If web services exposed by the ESB can accept canonical formats then the ESB can provide limited transformation. On the other hand, if web services will accept native formats, the ESB must provide more robust transformation services. Failure to properly address transformation in ESB implementations will lead to ESB-enabled point-to-point integrations.

As Mark G. recently pointed out on his blog, some supporters of Java Business Integration standard argue that creation of canonical documents is an old-school, proprietary approach forced upon the unsuspecting masses by evil EAI vendors. While this argument is pretty lame on several fronts, we do need to consider how canonical documents will be used with emerging web services- and ESB-based integration projects.

Mark

Mark wrote:

“If web services exposed by the ESB can accept canonical formats then the ESB can provide limited transformation. On the other hand, if web services will accept native formats, the ESB must provide more robust transformation services.”

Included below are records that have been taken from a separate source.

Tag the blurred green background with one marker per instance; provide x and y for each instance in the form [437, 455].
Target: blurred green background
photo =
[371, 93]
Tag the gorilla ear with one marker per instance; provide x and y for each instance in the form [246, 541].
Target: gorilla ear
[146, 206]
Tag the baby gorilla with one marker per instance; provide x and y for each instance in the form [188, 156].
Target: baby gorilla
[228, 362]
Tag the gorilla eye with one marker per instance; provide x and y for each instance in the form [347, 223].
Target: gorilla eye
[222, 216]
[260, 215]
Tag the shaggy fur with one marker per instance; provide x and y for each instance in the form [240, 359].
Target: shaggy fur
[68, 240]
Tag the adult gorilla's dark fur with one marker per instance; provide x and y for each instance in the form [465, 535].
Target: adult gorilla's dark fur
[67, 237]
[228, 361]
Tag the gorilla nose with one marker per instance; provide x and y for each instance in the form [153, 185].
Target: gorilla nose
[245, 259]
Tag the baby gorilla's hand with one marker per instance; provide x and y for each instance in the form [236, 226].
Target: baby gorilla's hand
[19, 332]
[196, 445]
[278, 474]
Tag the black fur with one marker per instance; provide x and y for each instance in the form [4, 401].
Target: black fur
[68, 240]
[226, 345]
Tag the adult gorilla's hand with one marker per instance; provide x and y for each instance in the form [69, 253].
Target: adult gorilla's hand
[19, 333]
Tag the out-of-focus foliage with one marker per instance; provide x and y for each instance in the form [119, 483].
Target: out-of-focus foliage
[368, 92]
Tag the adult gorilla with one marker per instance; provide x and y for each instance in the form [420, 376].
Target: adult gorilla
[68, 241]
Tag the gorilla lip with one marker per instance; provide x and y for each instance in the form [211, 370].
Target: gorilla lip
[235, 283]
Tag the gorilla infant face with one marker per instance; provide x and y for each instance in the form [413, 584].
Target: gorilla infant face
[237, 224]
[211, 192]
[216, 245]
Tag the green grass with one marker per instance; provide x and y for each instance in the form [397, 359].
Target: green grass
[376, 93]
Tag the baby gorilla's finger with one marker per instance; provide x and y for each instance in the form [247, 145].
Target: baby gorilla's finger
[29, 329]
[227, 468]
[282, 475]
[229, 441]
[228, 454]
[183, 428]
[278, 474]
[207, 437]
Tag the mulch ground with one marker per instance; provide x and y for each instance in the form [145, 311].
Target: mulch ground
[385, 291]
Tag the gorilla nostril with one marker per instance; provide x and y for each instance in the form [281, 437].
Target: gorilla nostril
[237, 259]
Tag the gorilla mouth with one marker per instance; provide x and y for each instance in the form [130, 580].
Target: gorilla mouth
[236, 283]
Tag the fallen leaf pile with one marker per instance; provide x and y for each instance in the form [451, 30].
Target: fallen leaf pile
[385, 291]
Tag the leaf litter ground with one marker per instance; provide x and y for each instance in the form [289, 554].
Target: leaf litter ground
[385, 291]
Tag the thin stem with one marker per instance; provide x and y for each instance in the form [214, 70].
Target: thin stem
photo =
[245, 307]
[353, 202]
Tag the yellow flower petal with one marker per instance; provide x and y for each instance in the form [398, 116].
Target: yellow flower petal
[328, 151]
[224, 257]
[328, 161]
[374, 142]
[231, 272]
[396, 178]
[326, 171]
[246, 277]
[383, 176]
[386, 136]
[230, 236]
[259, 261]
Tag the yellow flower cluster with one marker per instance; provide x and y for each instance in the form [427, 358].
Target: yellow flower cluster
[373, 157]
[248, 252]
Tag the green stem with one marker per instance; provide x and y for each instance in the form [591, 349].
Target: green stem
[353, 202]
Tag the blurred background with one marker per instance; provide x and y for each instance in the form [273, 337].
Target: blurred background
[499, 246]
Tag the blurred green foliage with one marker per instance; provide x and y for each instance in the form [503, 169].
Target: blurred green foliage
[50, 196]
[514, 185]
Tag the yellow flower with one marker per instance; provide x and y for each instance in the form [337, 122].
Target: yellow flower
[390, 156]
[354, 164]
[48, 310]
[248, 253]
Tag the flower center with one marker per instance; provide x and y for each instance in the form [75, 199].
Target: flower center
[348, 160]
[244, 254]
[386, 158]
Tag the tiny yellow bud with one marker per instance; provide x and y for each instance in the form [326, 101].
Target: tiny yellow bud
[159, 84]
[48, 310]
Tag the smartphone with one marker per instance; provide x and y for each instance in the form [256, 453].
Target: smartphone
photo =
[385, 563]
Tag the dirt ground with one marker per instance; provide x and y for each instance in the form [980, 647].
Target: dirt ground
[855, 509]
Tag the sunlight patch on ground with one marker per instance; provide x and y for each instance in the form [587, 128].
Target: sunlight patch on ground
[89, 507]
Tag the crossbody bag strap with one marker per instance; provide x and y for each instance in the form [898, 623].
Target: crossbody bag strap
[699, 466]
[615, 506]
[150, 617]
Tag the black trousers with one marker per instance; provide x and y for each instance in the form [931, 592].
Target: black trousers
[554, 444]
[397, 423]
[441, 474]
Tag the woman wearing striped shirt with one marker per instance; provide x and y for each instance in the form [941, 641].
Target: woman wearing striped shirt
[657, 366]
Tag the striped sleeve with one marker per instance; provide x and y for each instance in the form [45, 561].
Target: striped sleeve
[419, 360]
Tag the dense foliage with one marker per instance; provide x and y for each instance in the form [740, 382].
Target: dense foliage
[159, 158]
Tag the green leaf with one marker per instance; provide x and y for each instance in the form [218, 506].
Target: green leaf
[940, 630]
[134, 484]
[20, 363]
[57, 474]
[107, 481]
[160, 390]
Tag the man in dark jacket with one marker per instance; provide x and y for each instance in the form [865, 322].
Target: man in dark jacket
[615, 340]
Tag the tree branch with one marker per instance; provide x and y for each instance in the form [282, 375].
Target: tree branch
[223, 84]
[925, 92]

It would certainly seem to provide some level of efficiencies if web services work with canonical formats. Invariably there will be applications that cannot be interfaced using web services nor a canonical. Something somewhere will need to do the transformation. The integration platform will usually need to provide this service in some way.

IMO, web services don’t change the landscape that much. Decoupling document formats can be useful in many situations, including in ESBs.

I think the only ones arguing for not having transformation services in ESB implementations are vendors (or open source projects) who can’t provide the capability.

Mark

Agreed. And I would argue that effective transformation services require a certain amount of tooling which most open-source vendors do not and probably will not have. Wiring this stuff together by hand can be tedious as well as difficult to maintain. I believe it also increases the learning curve in an already difficult landscape.

markg
http://darth.homelinux.net

A few more thoughts on Canonical design (great discussion going on here!)
1)Many members have rightly pointed out that validation should be kept out of the canonical.Some times even field formatting (especially Mandatory field restictions) can cause the canonical to be too restrictive!
2)Try not to keep a milestone (especially early or middle of the project) called “Canonical completion” etc ! Canonical design is probably one of the the most iterative components of the integration solution…best to move on when the initial structure of the canonical is done and improve it as the project moves along.
3)If the canonical has to be viewed,shared and built collaboratively with the owners of source /target ESS or external systems,it may be best to define the canonical in a xml schema…the “outsiders” may not have the webMethods tools to view a wM document!

HTH
Raman Rangaswamy
Satyam Computer Services